Musical youth

Symphony's younger musicians will perform as part of celebration.

May 14, 2010|By Candice Baker

The weather's heating up, the days are ticking until the end of the school year, and the kids are getting restless.

Fear not, the Imagination Celebration is in full swing.

This year is the 25th anniversary of the full-county, multiweek collaboration among municipalities, educational institutions, libraries and professional arts organizations, geared at exposing youth to the performing, literary and visual arts.

This year's theme is "Imagination Opens the Door," and the 2010 celebration is dedicated to arts advocate Marilyn Nielsen of the California Arts Council, a former teacher and Imagination Celebration chairwoman.


A fitting finale

One of the most anticipated events this year is a triple-bill shared by the Pacific Symphony's three Youth Ensembles. The program has developed a name as one of the top educators of young musicians in the Southland, and works with musicians ages 11 to 21.

The Pacific Symphony Youth Wind Ensembles will perform "Thundering Winds" at 2 p.m. Saturday. The repertoire features Gabrieli's "Canzona No. 1"; Lauridsen's choral masterwork, "O Magnum Mysterium," arranged for band; Giroux's "La Mezquita de Cordoba"; Hansen's "Chorale and Alleluia"; and former Pacific Symphony composer-in-residence Frank Ticheli's "Shenandoah."

"My first months with the Youth Wind Ensemble have been filled with an exciting whirlwind of growth and activity," ensemble music director Joshua Roach said. "By the time we perform on May 15, this group of musicians will have already performed challenging music at an extremely high artistic level. They are elegantly playing music that some colleges wouldn't dare and most high schools wouldn't dream of doing."

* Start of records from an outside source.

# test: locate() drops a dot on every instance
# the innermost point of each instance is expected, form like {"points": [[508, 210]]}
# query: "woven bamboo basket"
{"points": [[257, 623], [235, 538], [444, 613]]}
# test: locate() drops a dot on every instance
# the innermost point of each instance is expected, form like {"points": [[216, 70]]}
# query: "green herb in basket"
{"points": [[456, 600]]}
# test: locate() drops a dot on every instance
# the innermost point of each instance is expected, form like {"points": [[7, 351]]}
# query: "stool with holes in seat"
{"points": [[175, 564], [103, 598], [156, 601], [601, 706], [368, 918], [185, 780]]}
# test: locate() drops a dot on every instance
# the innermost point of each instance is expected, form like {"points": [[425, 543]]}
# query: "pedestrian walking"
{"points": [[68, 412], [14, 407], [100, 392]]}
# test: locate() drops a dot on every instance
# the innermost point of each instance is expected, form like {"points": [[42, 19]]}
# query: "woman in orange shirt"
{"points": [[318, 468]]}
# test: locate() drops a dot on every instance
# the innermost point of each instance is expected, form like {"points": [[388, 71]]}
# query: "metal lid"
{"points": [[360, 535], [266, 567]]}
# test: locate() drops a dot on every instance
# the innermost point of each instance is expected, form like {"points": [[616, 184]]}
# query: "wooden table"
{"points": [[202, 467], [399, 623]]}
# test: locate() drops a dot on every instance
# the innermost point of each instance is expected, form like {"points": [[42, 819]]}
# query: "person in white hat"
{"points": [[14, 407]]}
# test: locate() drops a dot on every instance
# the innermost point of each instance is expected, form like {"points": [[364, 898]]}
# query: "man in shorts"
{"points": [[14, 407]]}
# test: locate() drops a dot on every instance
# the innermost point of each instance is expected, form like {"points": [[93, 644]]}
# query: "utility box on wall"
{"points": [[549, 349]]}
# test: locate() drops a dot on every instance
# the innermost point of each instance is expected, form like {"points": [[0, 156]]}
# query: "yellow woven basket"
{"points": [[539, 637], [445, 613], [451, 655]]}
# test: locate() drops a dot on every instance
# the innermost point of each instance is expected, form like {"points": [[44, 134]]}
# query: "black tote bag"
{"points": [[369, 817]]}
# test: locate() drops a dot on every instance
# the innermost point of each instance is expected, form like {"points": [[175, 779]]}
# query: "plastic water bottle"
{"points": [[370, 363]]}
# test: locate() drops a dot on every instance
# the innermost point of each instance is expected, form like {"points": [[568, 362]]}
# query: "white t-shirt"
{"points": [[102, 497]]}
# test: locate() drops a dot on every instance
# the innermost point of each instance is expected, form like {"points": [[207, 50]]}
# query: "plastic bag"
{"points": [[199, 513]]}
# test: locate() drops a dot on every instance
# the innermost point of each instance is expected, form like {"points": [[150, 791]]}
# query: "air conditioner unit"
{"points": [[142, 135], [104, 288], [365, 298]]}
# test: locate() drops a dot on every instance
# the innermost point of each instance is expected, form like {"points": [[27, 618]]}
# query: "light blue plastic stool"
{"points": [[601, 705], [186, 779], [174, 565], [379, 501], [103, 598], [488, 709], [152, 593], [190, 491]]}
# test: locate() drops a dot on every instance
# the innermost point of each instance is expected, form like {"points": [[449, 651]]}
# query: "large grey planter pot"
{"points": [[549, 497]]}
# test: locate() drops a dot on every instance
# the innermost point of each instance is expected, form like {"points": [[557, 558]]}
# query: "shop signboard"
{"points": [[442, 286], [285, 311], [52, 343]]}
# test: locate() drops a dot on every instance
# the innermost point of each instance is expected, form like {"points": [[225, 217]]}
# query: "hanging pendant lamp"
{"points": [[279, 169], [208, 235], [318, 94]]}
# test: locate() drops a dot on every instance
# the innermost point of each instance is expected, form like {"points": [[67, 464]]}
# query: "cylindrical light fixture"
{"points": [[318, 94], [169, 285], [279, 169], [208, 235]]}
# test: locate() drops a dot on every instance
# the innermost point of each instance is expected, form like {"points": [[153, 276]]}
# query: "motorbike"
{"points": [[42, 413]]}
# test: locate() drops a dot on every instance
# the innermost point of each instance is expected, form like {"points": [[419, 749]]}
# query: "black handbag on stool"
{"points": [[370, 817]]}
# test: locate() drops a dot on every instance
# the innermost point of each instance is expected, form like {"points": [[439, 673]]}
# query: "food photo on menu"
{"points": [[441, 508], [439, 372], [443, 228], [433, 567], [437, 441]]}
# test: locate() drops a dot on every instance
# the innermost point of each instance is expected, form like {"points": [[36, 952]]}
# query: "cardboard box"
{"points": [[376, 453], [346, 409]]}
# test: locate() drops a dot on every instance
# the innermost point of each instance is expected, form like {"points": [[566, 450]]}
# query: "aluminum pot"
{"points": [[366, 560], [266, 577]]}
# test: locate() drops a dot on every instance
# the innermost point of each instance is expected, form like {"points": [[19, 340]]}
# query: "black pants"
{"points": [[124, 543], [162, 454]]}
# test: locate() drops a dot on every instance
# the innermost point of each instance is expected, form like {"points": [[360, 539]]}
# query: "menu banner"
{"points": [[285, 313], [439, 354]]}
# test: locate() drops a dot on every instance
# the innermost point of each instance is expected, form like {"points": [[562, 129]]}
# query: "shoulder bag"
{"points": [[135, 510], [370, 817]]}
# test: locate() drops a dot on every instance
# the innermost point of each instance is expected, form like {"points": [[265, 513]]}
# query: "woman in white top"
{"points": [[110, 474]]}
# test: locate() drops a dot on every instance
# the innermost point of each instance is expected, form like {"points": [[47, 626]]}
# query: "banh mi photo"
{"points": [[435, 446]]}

The Pacific Symphony Santiago Strings will perform "Celebration in Sound" at 2:30 p.m. Sunday, followed by the season finale also featuring the Pacific Symphony Youth Orchestra at 4 p.m.

The program includes a musical journey of sorts through the history of the United States, led by crowd-pleaser Maxim Eshkenazy, the symphony's assistant conductor.

The 2:30 p.m. performance includes Sarch's "Colonial Williamsburg Odyssey," which evokes everything from a burgess' ball to slave songs to Bernstein's "America" and "One Hand, One Heart" from "West Side Story" before concluding with Copland's Western "Hoe-down" from "Rodeo."